November 3, 2003, 3:40 PM PT
(Reuters) Even as entertainment companies remain locked in legal battles against file-sharing services, some are quietly experimenting with ways to use the networks to their advantage.
One company, called BigChampagne, is tracking music downloads for radio giant Clear Channel. Another, Jun Group, is deliberately releasing music to Web file sharers in order to generate buzz.
Jun Group’s Mitchell Reichgut, a former advertising executive, said his service provides record labels with the means to transform their decades-old model for selling music.
“Basically, the labels have a choice. They can fight and continue losing money or try to tweak this 100-year-old model and get immediate results for artists, consumers and sponsors,” Reichgut said.
Jun Group recently reached agreements with a songwriter, a beverage company and a TV network–entities that would normally be very careful to protect their products–to release their content onto peer-to-peer networks.
BigChampagne also tracks song-swapping networks such as Kazaa and Morpheus for record labels, which in turn use the data to persuade radio stations to play their songs.
Tracking downloading activity can predict a hit before a song gets radio airplay. If a particular song is heavily downloaded, a record label could use that as a selling point to ask radio stations to put the song in a heavier rotation.
“At any particular moment, we’re working with most of the labels. This is an industry that relies on immediate data on consumer reaction,” said Eric Garland, BigChampagne’s chief executive officer.
Label executives say BigChampagne provides both a gauge of consumer tastes and an indication of piracy trends.

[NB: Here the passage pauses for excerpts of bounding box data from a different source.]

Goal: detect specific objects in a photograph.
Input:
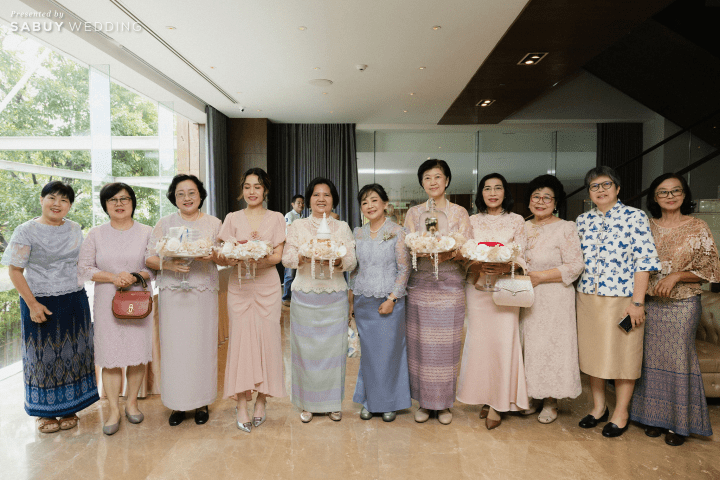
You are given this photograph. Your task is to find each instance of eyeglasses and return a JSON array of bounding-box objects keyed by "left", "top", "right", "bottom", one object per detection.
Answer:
[
  {"left": 175, "top": 192, "right": 197, "bottom": 200},
  {"left": 530, "top": 195, "right": 555, "bottom": 203},
  {"left": 108, "top": 197, "right": 132, "bottom": 205},
  {"left": 655, "top": 188, "right": 685, "bottom": 198},
  {"left": 590, "top": 182, "right": 615, "bottom": 192}
]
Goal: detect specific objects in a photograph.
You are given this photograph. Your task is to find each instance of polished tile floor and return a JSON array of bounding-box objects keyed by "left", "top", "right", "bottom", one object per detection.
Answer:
[{"left": 0, "top": 308, "right": 720, "bottom": 480}]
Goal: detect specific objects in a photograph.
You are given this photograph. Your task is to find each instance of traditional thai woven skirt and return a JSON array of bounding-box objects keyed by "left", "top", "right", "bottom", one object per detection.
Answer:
[
  {"left": 20, "top": 289, "right": 98, "bottom": 417},
  {"left": 290, "top": 290, "right": 349, "bottom": 413},
  {"left": 630, "top": 295, "right": 712, "bottom": 436}
]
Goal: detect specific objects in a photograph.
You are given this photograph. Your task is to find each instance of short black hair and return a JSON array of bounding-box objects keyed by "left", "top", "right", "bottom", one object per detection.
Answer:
[
  {"left": 40, "top": 180, "right": 75, "bottom": 205},
  {"left": 527, "top": 174, "right": 565, "bottom": 210},
  {"left": 237, "top": 167, "right": 272, "bottom": 200},
  {"left": 358, "top": 183, "right": 388, "bottom": 203},
  {"left": 475, "top": 173, "right": 515, "bottom": 213},
  {"left": 418, "top": 158, "right": 452, "bottom": 188},
  {"left": 305, "top": 177, "right": 340, "bottom": 208},
  {"left": 100, "top": 182, "right": 137, "bottom": 218},
  {"left": 167, "top": 173, "right": 207, "bottom": 208},
  {"left": 646, "top": 172, "right": 693, "bottom": 218},
  {"left": 585, "top": 165, "right": 622, "bottom": 191}
]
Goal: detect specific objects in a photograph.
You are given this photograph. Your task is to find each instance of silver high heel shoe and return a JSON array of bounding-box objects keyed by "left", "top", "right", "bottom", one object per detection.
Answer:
[
  {"left": 235, "top": 407, "right": 252, "bottom": 433},
  {"left": 125, "top": 408, "right": 145, "bottom": 424}
]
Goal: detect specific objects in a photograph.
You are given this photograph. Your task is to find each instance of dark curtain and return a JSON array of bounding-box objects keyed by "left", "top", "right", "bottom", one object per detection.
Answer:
[
  {"left": 205, "top": 105, "right": 230, "bottom": 220},
  {"left": 597, "top": 123, "right": 643, "bottom": 208},
  {"left": 268, "top": 123, "right": 360, "bottom": 228}
]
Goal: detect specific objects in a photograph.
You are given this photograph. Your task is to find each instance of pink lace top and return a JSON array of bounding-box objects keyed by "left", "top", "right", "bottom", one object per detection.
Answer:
[{"left": 647, "top": 217, "right": 720, "bottom": 299}]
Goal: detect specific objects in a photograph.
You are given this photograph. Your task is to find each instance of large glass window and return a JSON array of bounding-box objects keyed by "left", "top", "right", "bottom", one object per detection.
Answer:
[{"left": 0, "top": 25, "right": 176, "bottom": 375}]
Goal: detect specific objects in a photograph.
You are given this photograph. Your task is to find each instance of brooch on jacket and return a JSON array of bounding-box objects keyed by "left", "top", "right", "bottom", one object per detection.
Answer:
[{"left": 380, "top": 232, "right": 397, "bottom": 243}]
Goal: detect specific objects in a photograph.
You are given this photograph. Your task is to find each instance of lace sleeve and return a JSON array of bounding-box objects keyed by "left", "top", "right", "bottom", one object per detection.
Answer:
[
  {"left": 689, "top": 222, "right": 720, "bottom": 283},
  {"left": 512, "top": 214, "right": 527, "bottom": 274},
  {"left": 78, "top": 228, "right": 102, "bottom": 286},
  {"left": 0, "top": 220, "right": 32, "bottom": 268},
  {"left": 348, "top": 227, "right": 362, "bottom": 290},
  {"left": 338, "top": 222, "right": 357, "bottom": 272},
  {"left": 283, "top": 222, "right": 300, "bottom": 269},
  {"left": 392, "top": 227, "right": 410, "bottom": 298},
  {"left": 557, "top": 222, "right": 585, "bottom": 285}
]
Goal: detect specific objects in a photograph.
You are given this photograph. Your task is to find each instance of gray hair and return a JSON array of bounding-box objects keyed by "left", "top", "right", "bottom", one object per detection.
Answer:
[{"left": 585, "top": 165, "right": 620, "bottom": 190}]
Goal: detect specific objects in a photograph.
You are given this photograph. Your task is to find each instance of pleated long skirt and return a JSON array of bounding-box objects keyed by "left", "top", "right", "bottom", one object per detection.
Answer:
[
  {"left": 457, "top": 284, "right": 530, "bottom": 412},
  {"left": 158, "top": 289, "right": 218, "bottom": 411},
  {"left": 353, "top": 295, "right": 411, "bottom": 413},
  {"left": 20, "top": 289, "right": 98, "bottom": 417},
  {"left": 290, "top": 290, "right": 349, "bottom": 413},
  {"left": 406, "top": 264, "right": 465, "bottom": 410},
  {"left": 630, "top": 295, "right": 712, "bottom": 436}
]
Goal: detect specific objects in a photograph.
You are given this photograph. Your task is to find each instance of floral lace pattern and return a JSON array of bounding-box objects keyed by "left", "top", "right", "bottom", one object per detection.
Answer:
[
  {"left": 283, "top": 217, "right": 357, "bottom": 293},
  {"left": 647, "top": 217, "right": 720, "bottom": 299},
  {"left": 145, "top": 212, "right": 222, "bottom": 291},
  {"left": 348, "top": 221, "right": 410, "bottom": 298},
  {"left": 1, "top": 219, "right": 83, "bottom": 297}
]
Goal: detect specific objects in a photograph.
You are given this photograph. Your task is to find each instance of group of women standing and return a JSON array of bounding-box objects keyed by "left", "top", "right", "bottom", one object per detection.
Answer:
[{"left": 2, "top": 160, "right": 720, "bottom": 445}]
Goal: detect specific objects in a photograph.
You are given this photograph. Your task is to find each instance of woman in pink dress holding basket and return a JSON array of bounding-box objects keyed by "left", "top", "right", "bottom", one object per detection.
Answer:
[
  {"left": 457, "top": 173, "right": 530, "bottom": 430},
  {"left": 218, "top": 168, "right": 287, "bottom": 433}
]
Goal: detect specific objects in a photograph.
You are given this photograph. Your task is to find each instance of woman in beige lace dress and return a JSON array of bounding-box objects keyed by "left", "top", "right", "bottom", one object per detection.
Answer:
[
  {"left": 630, "top": 173, "right": 720, "bottom": 446},
  {"left": 520, "top": 175, "right": 585, "bottom": 423}
]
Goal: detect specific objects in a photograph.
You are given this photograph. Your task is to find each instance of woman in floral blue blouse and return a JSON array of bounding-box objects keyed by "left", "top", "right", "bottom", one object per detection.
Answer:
[{"left": 576, "top": 167, "right": 660, "bottom": 437}]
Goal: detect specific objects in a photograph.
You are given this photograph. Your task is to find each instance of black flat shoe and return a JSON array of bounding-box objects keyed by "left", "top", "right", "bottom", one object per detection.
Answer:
[
  {"left": 195, "top": 405, "right": 210, "bottom": 425},
  {"left": 578, "top": 407, "right": 610, "bottom": 428},
  {"left": 168, "top": 410, "right": 185, "bottom": 427},
  {"left": 665, "top": 432, "right": 685, "bottom": 447},
  {"left": 603, "top": 420, "right": 630, "bottom": 438}
]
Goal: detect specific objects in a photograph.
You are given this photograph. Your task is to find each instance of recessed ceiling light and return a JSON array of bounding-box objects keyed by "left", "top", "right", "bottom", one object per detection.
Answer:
[{"left": 518, "top": 52, "right": 548, "bottom": 65}]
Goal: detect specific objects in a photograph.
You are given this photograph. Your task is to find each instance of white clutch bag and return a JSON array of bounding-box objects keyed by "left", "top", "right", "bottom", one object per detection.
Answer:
[{"left": 493, "top": 275, "right": 535, "bottom": 308}]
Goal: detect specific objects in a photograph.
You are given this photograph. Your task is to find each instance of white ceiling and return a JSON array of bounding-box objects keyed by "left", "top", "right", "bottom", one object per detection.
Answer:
[{"left": 7, "top": 0, "right": 527, "bottom": 125}]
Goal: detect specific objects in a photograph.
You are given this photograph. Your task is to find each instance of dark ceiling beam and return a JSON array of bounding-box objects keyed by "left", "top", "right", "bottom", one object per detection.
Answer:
[{"left": 439, "top": 0, "right": 671, "bottom": 125}]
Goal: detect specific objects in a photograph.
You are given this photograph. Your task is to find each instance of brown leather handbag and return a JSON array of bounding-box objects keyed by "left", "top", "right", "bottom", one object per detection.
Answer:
[{"left": 112, "top": 273, "right": 152, "bottom": 320}]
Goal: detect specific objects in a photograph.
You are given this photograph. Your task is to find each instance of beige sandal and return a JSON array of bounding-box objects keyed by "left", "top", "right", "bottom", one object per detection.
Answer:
[
  {"left": 60, "top": 414, "right": 79, "bottom": 430},
  {"left": 35, "top": 417, "right": 60, "bottom": 433}
]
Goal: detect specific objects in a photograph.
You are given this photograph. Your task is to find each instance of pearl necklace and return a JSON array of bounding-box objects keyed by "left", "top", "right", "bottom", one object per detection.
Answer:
[{"left": 368, "top": 217, "right": 387, "bottom": 235}]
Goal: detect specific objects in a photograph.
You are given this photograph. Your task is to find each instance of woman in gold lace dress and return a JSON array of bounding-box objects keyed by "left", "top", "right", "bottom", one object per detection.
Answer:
[{"left": 630, "top": 173, "right": 720, "bottom": 446}]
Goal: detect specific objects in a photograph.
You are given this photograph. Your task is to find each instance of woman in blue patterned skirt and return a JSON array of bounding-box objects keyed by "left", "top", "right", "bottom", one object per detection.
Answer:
[
  {"left": 630, "top": 173, "right": 720, "bottom": 446},
  {"left": 2, "top": 181, "right": 98, "bottom": 433}
]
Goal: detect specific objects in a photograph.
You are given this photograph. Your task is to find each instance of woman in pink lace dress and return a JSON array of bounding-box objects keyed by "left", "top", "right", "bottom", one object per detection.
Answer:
[
  {"left": 630, "top": 173, "right": 720, "bottom": 446},
  {"left": 520, "top": 175, "right": 585, "bottom": 423},
  {"left": 218, "top": 168, "right": 287, "bottom": 433},
  {"left": 78, "top": 183, "right": 153, "bottom": 435},
  {"left": 457, "top": 173, "right": 529, "bottom": 430}
]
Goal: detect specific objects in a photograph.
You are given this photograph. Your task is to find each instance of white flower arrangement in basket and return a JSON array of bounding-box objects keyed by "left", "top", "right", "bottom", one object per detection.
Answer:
[
  {"left": 298, "top": 213, "right": 347, "bottom": 279},
  {"left": 405, "top": 232, "right": 465, "bottom": 280},
  {"left": 155, "top": 227, "right": 213, "bottom": 258},
  {"left": 219, "top": 237, "right": 275, "bottom": 281}
]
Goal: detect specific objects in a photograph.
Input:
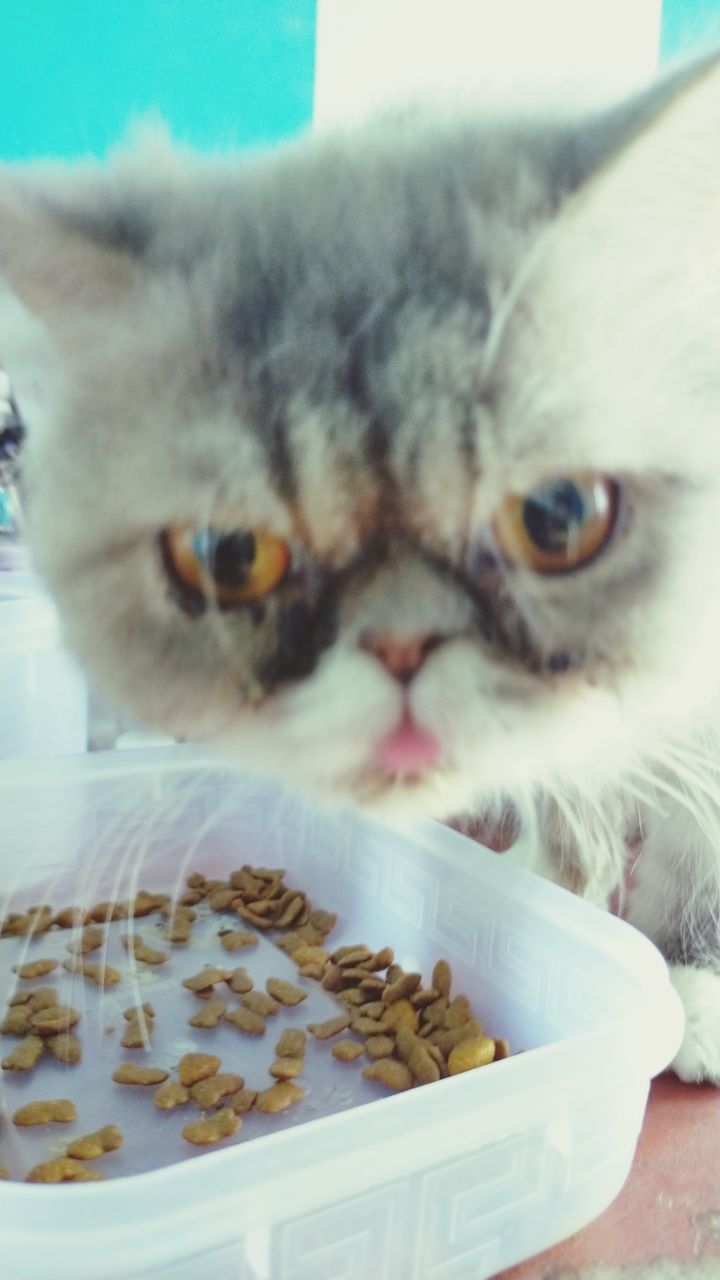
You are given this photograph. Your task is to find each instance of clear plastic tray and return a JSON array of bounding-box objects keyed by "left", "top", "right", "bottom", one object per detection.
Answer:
[{"left": 0, "top": 749, "right": 682, "bottom": 1280}]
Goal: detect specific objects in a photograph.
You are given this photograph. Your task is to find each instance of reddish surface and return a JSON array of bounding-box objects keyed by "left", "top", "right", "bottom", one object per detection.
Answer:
[{"left": 497, "top": 1075, "right": 720, "bottom": 1280}]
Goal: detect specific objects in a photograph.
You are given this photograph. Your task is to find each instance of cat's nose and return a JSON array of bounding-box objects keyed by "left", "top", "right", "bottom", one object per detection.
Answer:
[{"left": 360, "top": 631, "right": 443, "bottom": 685}]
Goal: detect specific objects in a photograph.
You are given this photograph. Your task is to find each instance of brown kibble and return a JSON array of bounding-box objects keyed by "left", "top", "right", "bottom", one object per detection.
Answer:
[
  {"left": 178, "top": 1053, "right": 222, "bottom": 1088},
  {"left": 265, "top": 978, "right": 307, "bottom": 1006},
  {"left": 445, "top": 996, "right": 473, "bottom": 1032},
  {"left": 225, "top": 1089, "right": 258, "bottom": 1116},
  {"left": 383, "top": 973, "right": 423, "bottom": 1005},
  {"left": 53, "top": 906, "right": 82, "bottom": 929},
  {"left": 13, "top": 959, "right": 60, "bottom": 979},
  {"left": 45, "top": 1032, "right": 82, "bottom": 1062},
  {"left": 255, "top": 1080, "right": 305, "bottom": 1115},
  {"left": 365, "top": 1036, "right": 395, "bottom": 1057},
  {"left": 275, "top": 1027, "right": 306, "bottom": 1057},
  {"left": 29, "top": 1005, "right": 79, "bottom": 1036},
  {"left": 430, "top": 960, "right": 452, "bottom": 1000},
  {"left": 190, "top": 1071, "right": 245, "bottom": 1111},
  {"left": 218, "top": 929, "right": 260, "bottom": 951},
  {"left": 331, "top": 1039, "right": 363, "bottom": 1062},
  {"left": 65, "top": 1124, "right": 123, "bottom": 1160},
  {"left": 240, "top": 991, "right": 279, "bottom": 1018},
  {"left": 187, "top": 1000, "right": 227, "bottom": 1028},
  {"left": 182, "top": 965, "right": 228, "bottom": 995},
  {"left": 382, "top": 997, "right": 419, "bottom": 1032},
  {"left": 13, "top": 1098, "right": 77, "bottom": 1126},
  {"left": 122, "top": 933, "right": 170, "bottom": 964},
  {"left": 67, "top": 924, "right": 105, "bottom": 956},
  {"left": 363, "top": 1057, "right": 413, "bottom": 1091},
  {"left": 225, "top": 969, "right": 254, "bottom": 996},
  {"left": 152, "top": 1080, "right": 190, "bottom": 1111},
  {"left": 3, "top": 1036, "right": 45, "bottom": 1071},
  {"left": 26, "top": 1156, "right": 102, "bottom": 1183},
  {"left": 447, "top": 1036, "right": 495, "bottom": 1075},
  {"left": 182, "top": 1107, "right": 242, "bottom": 1147},
  {"left": 113, "top": 1062, "right": 169, "bottom": 1084},
  {"left": 225, "top": 1005, "right": 266, "bottom": 1036},
  {"left": 307, "top": 1014, "right": 351, "bottom": 1039}
]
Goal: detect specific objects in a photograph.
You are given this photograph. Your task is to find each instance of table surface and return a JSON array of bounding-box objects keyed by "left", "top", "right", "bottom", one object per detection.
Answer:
[{"left": 496, "top": 1075, "right": 720, "bottom": 1280}]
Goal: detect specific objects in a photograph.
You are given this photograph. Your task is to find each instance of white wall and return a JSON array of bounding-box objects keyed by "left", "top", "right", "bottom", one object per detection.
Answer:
[{"left": 315, "top": 0, "right": 661, "bottom": 125}]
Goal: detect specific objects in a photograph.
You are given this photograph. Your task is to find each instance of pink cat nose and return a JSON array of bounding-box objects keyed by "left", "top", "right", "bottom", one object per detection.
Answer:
[{"left": 360, "top": 631, "right": 442, "bottom": 685}]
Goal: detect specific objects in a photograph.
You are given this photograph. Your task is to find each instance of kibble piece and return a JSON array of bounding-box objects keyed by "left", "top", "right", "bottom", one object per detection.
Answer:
[
  {"left": 225, "top": 1006, "right": 266, "bottom": 1036},
  {"left": 13, "top": 1098, "right": 77, "bottom": 1126},
  {"left": 430, "top": 960, "right": 452, "bottom": 1000},
  {"left": 187, "top": 1000, "right": 227, "bottom": 1028},
  {"left": 268, "top": 1057, "right": 305, "bottom": 1080},
  {"left": 178, "top": 1053, "right": 222, "bottom": 1088},
  {"left": 332, "top": 1037, "right": 363, "bottom": 1062},
  {"left": 255, "top": 1080, "right": 305, "bottom": 1115},
  {"left": 13, "top": 959, "right": 60, "bottom": 979},
  {"left": 225, "top": 969, "right": 254, "bottom": 996},
  {"left": 152, "top": 1080, "right": 190, "bottom": 1111},
  {"left": 26, "top": 1156, "right": 102, "bottom": 1183},
  {"left": 122, "top": 933, "right": 170, "bottom": 964},
  {"left": 45, "top": 1032, "right": 82, "bottom": 1062},
  {"left": 182, "top": 1107, "right": 242, "bottom": 1147},
  {"left": 307, "top": 1014, "right": 351, "bottom": 1039},
  {"left": 218, "top": 929, "right": 260, "bottom": 951},
  {"left": 270, "top": 1027, "right": 301, "bottom": 1057},
  {"left": 240, "top": 991, "right": 279, "bottom": 1018},
  {"left": 68, "top": 924, "right": 105, "bottom": 956},
  {"left": 447, "top": 1036, "right": 495, "bottom": 1075},
  {"left": 365, "top": 1036, "right": 395, "bottom": 1057},
  {"left": 65, "top": 1124, "right": 123, "bottom": 1160},
  {"left": 182, "top": 965, "right": 229, "bottom": 995},
  {"left": 382, "top": 996, "right": 419, "bottom": 1032},
  {"left": 113, "top": 1062, "right": 168, "bottom": 1084},
  {"left": 382, "top": 973, "right": 423, "bottom": 1005},
  {"left": 29, "top": 1005, "right": 79, "bottom": 1036},
  {"left": 3, "top": 1036, "right": 45, "bottom": 1071},
  {"left": 363, "top": 1057, "right": 413, "bottom": 1091},
  {"left": 225, "top": 1089, "right": 258, "bottom": 1116},
  {"left": 190, "top": 1071, "right": 245, "bottom": 1111},
  {"left": 265, "top": 978, "right": 307, "bottom": 1005}
]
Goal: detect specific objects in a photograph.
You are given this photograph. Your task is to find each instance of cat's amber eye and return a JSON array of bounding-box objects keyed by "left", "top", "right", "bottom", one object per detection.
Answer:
[
  {"left": 492, "top": 472, "right": 618, "bottom": 573},
  {"left": 161, "top": 525, "right": 290, "bottom": 608}
]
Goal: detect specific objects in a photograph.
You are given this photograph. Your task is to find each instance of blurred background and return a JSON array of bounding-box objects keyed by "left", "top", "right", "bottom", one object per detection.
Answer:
[{"left": 0, "top": 0, "right": 720, "bottom": 758}]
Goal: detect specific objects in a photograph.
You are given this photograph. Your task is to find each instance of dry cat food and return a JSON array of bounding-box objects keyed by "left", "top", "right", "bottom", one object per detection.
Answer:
[{"left": 0, "top": 864, "right": 510, "bottom": 1183}]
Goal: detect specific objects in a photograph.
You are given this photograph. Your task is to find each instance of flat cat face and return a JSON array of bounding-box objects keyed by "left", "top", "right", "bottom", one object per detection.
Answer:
[{"left": 0, "top": 52, "right": 720, "bottom": 817}]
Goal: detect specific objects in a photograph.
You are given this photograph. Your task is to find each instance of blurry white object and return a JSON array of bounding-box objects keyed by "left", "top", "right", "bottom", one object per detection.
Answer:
[
  {"left": 314, "top": 0, "right": 662, "bottom": 125},
  {"left": 0, "top": 571, "right": 87, "bottom": 759}
]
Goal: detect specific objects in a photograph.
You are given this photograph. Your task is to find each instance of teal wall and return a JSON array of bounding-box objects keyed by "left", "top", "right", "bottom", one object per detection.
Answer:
[
  {"left": 660, "top": 0, "right": 720, "bottom": 59},
  {"left": 0, "top": 0, "right": 315, "bottom": 160}
]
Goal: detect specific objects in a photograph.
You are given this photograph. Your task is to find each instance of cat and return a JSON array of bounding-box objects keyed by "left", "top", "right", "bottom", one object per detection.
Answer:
[{"left": 0, "top": 55, "right": 720, "bottom": 1083}]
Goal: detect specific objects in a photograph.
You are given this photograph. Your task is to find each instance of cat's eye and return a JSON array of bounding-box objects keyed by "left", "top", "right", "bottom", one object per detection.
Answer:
[
  {"left": 161, "top": 525, "right": 290, "bottom": 608},
  {"left": 492, "top": 472, "right": 618, "bottom": 573}
]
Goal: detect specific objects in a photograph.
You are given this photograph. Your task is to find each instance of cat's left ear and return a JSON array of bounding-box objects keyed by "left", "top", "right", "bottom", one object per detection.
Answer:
[{"left": 0, "top": 168, "right": 137, "bottom": 327}]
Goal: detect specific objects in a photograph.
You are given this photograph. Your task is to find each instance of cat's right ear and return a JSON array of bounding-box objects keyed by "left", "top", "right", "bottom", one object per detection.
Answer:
[{"left": 0, "top": 168, "right": 137, "bottom": 327}]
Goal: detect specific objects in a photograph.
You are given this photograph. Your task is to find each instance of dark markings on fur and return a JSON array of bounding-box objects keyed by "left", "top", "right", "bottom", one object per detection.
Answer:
[{"left": 259, "top": 588, "right": 338, "bottom": 689}]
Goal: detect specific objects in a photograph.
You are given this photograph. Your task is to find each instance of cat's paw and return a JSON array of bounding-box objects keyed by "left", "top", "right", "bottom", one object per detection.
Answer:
[{"left": 670, "top": 964, "right": 720, "bottom": 1084}]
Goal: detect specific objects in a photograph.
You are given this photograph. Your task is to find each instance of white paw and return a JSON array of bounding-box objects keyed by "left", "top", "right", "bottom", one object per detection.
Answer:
[{"left": 670, "top": 964, "right": 720, "bottom": 1084}]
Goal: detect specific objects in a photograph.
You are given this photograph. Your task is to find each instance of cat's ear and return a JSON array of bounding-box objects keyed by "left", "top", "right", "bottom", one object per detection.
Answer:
[{"left": 0, "top": 169, "right": 137, "bottom": 325}]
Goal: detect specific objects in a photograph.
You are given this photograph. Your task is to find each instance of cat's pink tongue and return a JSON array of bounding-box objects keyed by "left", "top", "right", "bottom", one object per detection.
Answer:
[{"left": 375, "top": 716, "right": 439, "bottom": 777}]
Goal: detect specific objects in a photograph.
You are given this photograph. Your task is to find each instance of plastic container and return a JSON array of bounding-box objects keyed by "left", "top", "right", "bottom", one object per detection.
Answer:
[
  {"left": 0, "top": 749, "right": 683, "bottom": 1280},
  {"left": 0, "top": 571, "right": 87, "bottom": 759}
]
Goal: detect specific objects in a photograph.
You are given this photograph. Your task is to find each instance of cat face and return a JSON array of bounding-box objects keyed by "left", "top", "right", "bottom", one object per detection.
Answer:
[{"left": 0, "top": 55, "right": 720, "bottom": 817}]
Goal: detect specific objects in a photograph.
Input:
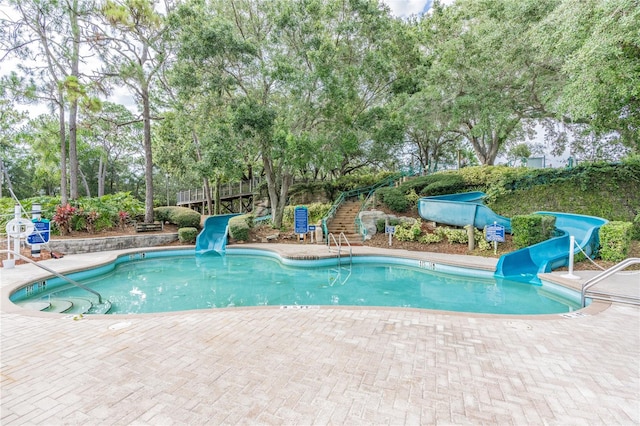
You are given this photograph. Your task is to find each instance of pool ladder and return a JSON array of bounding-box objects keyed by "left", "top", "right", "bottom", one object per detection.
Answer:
[
  {"left": 0, "top": 250, "right": 111, "bottom": 311},
  {"left": 327, "top": 232, "right": 353, "bottom": 286},
  {"left": 581, "top": 257, "right": 640, "bottom": 308}
]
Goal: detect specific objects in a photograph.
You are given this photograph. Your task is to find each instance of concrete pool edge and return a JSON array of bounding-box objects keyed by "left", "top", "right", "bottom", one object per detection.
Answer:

“We’re definitely using it as a tool. It’s just part of a bigger trend of the labels using real data to figure out marketing plans–as opposed to radio charts that are not tied directly to consumer information,” said Jeremy Welt, head of new media at Maverick Records, a Time Warner label.
Undercutting the legal battle
Many labels are hesitant to admit that they are talking with Jun Group or using BigChampagne, due to the industry’s antipiracy fight. The industry’s argument in court battles against file sharing hinges in large part on the argument that file-sharing networks serve no purpose other than to foster copyright infringement.
Record labels’ use of file-sharing networks for market research or promotion purposes could undercut that legal claim.
“It’s remarkable, the disparity between the labels’ legal battle and their understanding that product is moving online and a desire to be at the fore of the movement,” Garland said.